Francisco Javier Varela a saisi cette ouverture pour amorcer une réflexion sur l’inscription corporelle de l’esprit à partir des traditions indiennes et bouddhistes. Depuis 1987, les rencontres « Mind and Life » se multiplient et les scientifiques sortent de leur réserve pour aller à la rencontre des sciences traditionnelles. Le philosophe Charles Taylor de l’Université McGill a été l’un des plus enthousiastes à ce propos. En 1988, l’homme d’affaires Adam Engle crée le Mind and Life Institute afin de poursuivre un dialogue déjà noué avec des philosophes et scientifiques [1]. Les résultats semblent abonder en direction de la neurophénoménologie et du structuralisme biogénétique, présentés dès 1974 par Charles D. Laughlin et Eugene d’Aquili.
La présente contribution propose une brève synthèse de ces échanges, une présentation des problématiques communes au(x) bouddhisme(s) et à l’étude de la cognition, et une explication sur la manière dont la neurophénoménologie s’articule à une neurosémiotique qui prend en compte tous les phénomènes de cognition nécessaires à l’élaboration du sens : de la mimesis à la semiosis.
La neurosémiotique qui s’en dégage envisage un rapport fonctionnel entre la représentation qui découle du rapprochement Sa/Sé et l’émergence d’un état de conscience. Autrement dit, la manière de penser le réel déterminerait la façon de le vivre. Cela entraîne le paradoxe qui consiste à penser la fiction comme précédant la réalité, et donc à envisager l’influence de la culture sur la nature sous la forme d’une contagion d’idées. Dès lors, il devient tentant d’expliquer les oeuvres d’art d’un point de vue physiologique avec la neuro-art-histoire (Onians, 2007).
Ces résultats dérivent des expériences auxquelles les moines bouddhistes acceptent de participer. Les méditations et les contemplations dans lesquelles ils se plongent permettent aux neurologues de déterminer des zones d’activité du cerveau en éveil, notamment la sécrétion par hypophyse (petites glandes cérébrales) d’endomorphines, provoquant alors des sensations de plaisir. Ces mêmes réactions électrochimiques se retrouvent chez certains grands lecteurs, sportifs et mélomanes. Une autre interprétation de ces observations conduit à repenser la pertinence de la distinction entre le rêve et la réalité : si la fiction peut provoquer des hallucinations qui sont vécues comme authentiques, de quelle manière l’état de veille ne pourrait-il pas être dépassé par un réveil lors d’un état supérieur de la conscience ?

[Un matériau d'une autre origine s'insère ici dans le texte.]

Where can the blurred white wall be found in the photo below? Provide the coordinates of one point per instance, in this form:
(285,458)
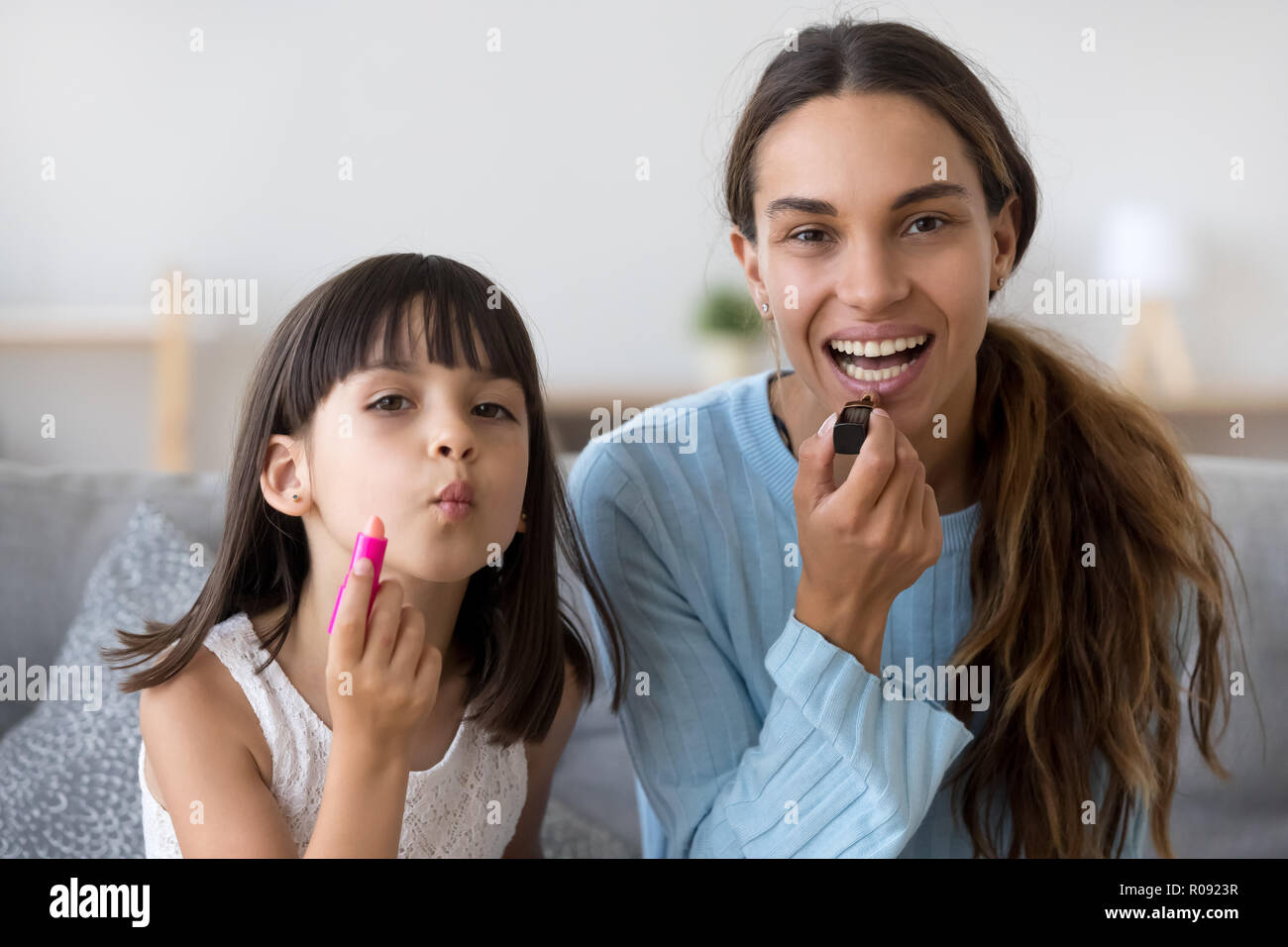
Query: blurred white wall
(523,162)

Comme nous le voyons, la prise en compte des phénomènes mystiques par la science remet en question la dichotomie entre fiction et science et ouvre une brèche, certes dangereuse, mais séduisante en direction de la science-fiction. Ce dilemme ne s’offre qu’à l’esprit occidental qui se heurte à une configuration culturelle différente.